Pure service contracts are agreements for the provision of specific oilfield services, such as the acquisition of seismic data, drilling and construction. They are between an oilfield operator, who is usually an oil company, and the service contractor, who provides its technical service in exchange for a prescribed fee. Although this type of contract exists between an oil company and a host government, it is quite rare. These services form part of a broader oilfield exploration and development plan. Risk service contracts, however, encompass a broader scope of services than pure service contracts. Under a risk service contract, a host nation contracts with a (foreign) oil company to explore and develop its oilfield asset. The oil company assumes all managerial and technical responsibilities and bears all the financial and operational risks, in consideration for a prescribed fee.

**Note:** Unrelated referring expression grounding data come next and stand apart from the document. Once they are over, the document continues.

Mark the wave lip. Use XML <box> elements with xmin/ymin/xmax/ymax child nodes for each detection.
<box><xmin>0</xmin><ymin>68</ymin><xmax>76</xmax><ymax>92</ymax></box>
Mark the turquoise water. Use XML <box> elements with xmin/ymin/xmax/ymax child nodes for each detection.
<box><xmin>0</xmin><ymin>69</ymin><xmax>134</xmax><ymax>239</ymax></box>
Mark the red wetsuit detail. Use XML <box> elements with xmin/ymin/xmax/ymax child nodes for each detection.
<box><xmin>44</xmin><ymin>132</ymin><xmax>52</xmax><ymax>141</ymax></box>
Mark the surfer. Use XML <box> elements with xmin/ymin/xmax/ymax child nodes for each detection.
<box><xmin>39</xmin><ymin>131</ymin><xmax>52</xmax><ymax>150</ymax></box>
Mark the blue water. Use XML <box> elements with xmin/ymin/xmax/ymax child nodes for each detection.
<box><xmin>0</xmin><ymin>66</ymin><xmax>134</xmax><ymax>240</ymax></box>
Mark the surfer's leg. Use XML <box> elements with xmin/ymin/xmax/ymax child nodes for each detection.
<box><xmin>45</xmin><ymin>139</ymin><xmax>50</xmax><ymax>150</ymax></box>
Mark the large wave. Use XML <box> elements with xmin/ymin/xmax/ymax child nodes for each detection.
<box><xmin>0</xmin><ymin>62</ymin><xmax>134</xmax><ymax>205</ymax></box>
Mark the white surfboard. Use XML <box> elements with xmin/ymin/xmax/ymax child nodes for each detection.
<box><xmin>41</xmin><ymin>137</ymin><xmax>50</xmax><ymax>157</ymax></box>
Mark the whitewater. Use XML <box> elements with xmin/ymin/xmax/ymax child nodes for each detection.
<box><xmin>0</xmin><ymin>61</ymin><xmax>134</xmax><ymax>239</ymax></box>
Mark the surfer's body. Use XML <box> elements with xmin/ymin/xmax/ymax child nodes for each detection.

Risk service contracts represent the evolution of the contractual framework for oil and gas exploration and development, from the concession and production sharing contract models that granted the foreign oil company some interest over the oil. Under a risk service contract, the service company is only entitled to a fee for services performed. Despite their differences however, both pure and risk service contracts are similar in that they are agreements for the provision of an agreed upon service in exchange for a pre-determined service fee.
This article will review both forms of service agreements, considering the contexts within which they are applicable and the major terms that are found in them.
2. Pure Service Contracts
Pure service agreements are contracts for the provision of specific technical oilfield services. These agreements stipulate the procedure and schedule for the performance of and payment for such services. Model contract forms are very popular with pure service agreements. While many oilfield operators and petroleum service organizations have their own standard form agreements, in practice, operators usually insist on using their own standard forms, which contain terms that are favourable to them because they regard themselves as having the upper hand in negotiations. Recently however, operators and service companies, through their respective representative industry organizations, have jointly published endorsed model forms. The most important terms during negotiation are the payment terms and the allocation of risk in the liability and indemnity clause.